The Macron administration is struggling to defuse the anger driving the “yellow vest” protests, as it reels from the worst riots seen in central Paris in five decades last Saturday.
Government spokesman Benjamin Griveaux said all tax-related policies needed to be periodically evaluated and, if deemed not to be working, should be changed. He said the wealth tax could be reassessed in the autumn of 2019.
“If a measure that we have taken, which is costing the public money, turns out not to be working, if it’s not going well, we’re not stupid – we would change it,” Griveaux told RTL radio.
The unrest over the squeeze on household budgets comes as OECD data showed that France has become the most highly taxed country in the developed world, surpassing even high-tax Denmark.
Griveaux later told a weekly news conference that Macron had called on all political parties, trade unions and business leaders to press the need for calm.
Student protests and planned trade union strikes in the energy and port sectors next week underscored the risk of contagion.
A Macron aide denied that any eventual revision of the wealth tax would represent a major climb-down by Macron, a pro-business former investment banker, adding that the president remained committed to his reform drive.
Griveaux defended Macron’s decision last year to narrow the wealth tax – known in France as “ISF” – to a tax on real estate assets, rather than all of an individual’s worldwide assets, from jewelry to yachts to investments, over the value of 1.3 million euros ($1.5 million).
Those changes earned Macron the label “president of the rich” among the hard-pressed middle class voters and blue collar workers who criticize the president for pursuing policies that favor the wealthy and do nothing to help the poor.
Griveaux said the wealth tax reform had not been “a gift to the rich” and was aimed at encouraging wealthy individuals to invest more in France.
“This money was to be invested in our SMEs for them to develop, innovate and hire. If that is not the case … then we can reopen it for discussion.”
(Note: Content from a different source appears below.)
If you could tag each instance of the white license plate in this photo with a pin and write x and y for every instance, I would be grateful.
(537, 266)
The “yellow vest” movement – so-called because of the high-vis jackets worn by protesters – began with the aim of highlighting the squeeze on household budgets caused by fuel taxes but morphed into a broader, sometimes-violent rebellion against 40-year-old Macron.
His administration’s shift on fuel tax came after rioters ran amok in central Paris, torching cars, looting boutiques vandalizing cafes and private residences and cafes in affluent neighborhoods.
Prime Minister Edouard Philippe said the six-month suspension to the carbon-tax would be used to examine other measures to bolster household spending power.
It marked the first major U-turn by Macron in his 18-months in office, at a time polls show that barely one in five French people think he is doing a good job.
U.S. President Donald Trump appeared to mock Macron over the policy shift, which could make it harder for France to meet its CO2 emissions reduction target, a core element of the Paris climate agreement of 2015.
“I am glad that my friend @EmmanuelMacron and the protestors in Paris have agreed with the conclusion I reached two years ago,” Trump tweeted late on Tuesday, as U.N. climate talks take place in Poland.
“The Paris Agreement is fatally flawed because it raises the price of energy for responsible countries while whitewashing some of the worst polluters.”
Adding to Macron’s difficulties, college students are agitating and the hardline CGT trade union on Wednesday called for strikes in the energy industry and at ports on Dec. 13.
“We too want a freeze on the planned closures of coal plants,” the CGT union said in a statement.
Meanwhile, Total (TOTF.PA) said a rising number of its filling stations were running dry as a result of “yellow vest” road blocks.